Abdullah Gül'e para kaçırma ve naylon fatura suçlaması

Abone ol

Hacı Murat Gülcan, Abdullah Gül ve ailesi hakkında dikkat çeken iddialarda bulundu.

FETÖ davasında yargılanan Hacı Murat Gülcan İstanbul 37. Ağır Ceza Mahkemesi’ne bir yazı yazarak kendisini savundu. Gülcan'ın yazısında Abdullah Gül ve ailesi hakkında dikkat çeken ithamlar yer aldı.

Odatv'den Barış Pehlivan'ın aktardığı yazıya göre Gülcan mahkemeye şunları yazdı; “Sn. Abdullah Gül’ün hükümete muhalif siyasi kanatta olduğu aşikardır. Zaten hem kendisi, hem eniştesi M. S. Tekelioğlu imza toplamak veya çatı aday olmak suretiyle seçimlere girmek niyetinde olduklarını beyan etmişlerdir. Seçimler öncesi / yapılanma öncesi malvarlıklarını koruma endişesi ile naylon fatura işlemi yaptılar. Bu işlem iş prensiplerime aykırı olduğu için hem yazılı hem sözlü itiraz ettim. Bu itirazlarım, belgeleriyle dava konusu olmuştur. Tarafım bu işlemlere dava açtığı için, DDK üyesinin nüfuzunu kullanması sonucu haksız olarak tutuklandım. Eğer bu sahte işlemlere itiraz etmeseydim, bugün tutuklu olmayacak ve mal varlığım gasp edilmeyecekti.”
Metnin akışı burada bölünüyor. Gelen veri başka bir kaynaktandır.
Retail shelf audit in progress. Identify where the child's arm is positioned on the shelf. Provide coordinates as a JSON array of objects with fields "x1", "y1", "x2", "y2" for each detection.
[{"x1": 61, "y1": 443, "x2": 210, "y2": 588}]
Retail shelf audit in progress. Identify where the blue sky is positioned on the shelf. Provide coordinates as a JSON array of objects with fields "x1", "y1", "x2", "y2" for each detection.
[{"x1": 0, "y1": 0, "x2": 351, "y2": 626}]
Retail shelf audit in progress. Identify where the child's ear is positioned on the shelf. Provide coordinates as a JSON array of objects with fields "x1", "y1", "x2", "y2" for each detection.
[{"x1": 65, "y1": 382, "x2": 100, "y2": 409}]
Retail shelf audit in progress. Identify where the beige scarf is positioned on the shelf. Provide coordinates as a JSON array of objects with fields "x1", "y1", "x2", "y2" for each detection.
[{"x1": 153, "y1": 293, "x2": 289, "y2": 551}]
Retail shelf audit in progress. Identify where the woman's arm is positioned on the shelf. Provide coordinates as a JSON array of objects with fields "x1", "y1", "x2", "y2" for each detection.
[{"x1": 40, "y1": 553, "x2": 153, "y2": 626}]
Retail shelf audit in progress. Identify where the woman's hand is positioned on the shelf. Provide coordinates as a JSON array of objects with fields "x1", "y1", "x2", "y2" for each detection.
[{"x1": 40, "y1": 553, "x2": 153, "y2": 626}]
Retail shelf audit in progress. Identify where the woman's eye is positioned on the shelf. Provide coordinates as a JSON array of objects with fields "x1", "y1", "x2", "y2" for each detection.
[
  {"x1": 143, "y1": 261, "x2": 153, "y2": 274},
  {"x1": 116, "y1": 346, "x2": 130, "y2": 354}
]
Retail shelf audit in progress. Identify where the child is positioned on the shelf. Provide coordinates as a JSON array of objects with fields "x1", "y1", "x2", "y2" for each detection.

Pehlivan'ın yazısından ilgili bölüm şöyle;

Gülcan verdiği ifadelerde; hakkındaki suçlamaların bir kısmını reddetti, bir kısmının ise iddia edildiği gibi FETÖ üyeliği motivasyonuyla yapılmadığını ileri sürdü. Yargılamanın sonucunda nasıl bir karar çıkar bilinmez ama, Gülcan’ın tutukluluğuna asıl gerekçe olarak gösterdiği iddialar çok konuşulacağa benziyor.

Gelin, yakından bakalım...

“GÜL AİLESİ GİZLİ ORTAK”

İddiaların odağındaki şirketin adı; Tema Teknik.

İnşaat, elektrik ve mekanik sistemler alanında proje, mühendislik, müşavirlik ve taahhüt hizmetleri veriyor.

2007 yılında, 3 ortak tarafından kuruldu: Hacı Murat Gülcan, Ali Ekrem Tekelioğlu, Sefa Özçelik.

Gülcan’ın iddiasına göre; kendisi dışındaki iki ortağın arkasında başkaları vardı.

Zira...

Ali Ekrem Tekelioğlu, 11. Cumhurbaşkanı Abdullah Gül’ün ablasının ve eniştesi Mehmet Tekelioğlu’nun oğluydu.

Tutuklu ortak Gülcan “Ortaklardan Ali Ekrem aslında Gül Ailesi’ni temsilen ortaktır. Gül Ailesi firmanın gizli ortağıdır (Sn. Abdullah Gül, Macit Gül ve Tekelioğlu Ailesi)” diyordu.

Diğer ortak Sefa Özçelik ise, Cumhurbaşkanlığı’na bağlı Devlet Denetleme Kurulu (DDK) Üyesi Abdurrahman Özçelik’in oğluydu. Baba Özçelik bu göreve, Abdullah Gül tarafından 2012 yılında getirildi. Abdullah Gül, bugün Sakarya Üniversitesi’nin çekirdeğini oluşturan akademide asistanken, öğrencilerinden biri de yıllar sonra DDK’ya atayacağı Abdurrahman Özçelik’ti.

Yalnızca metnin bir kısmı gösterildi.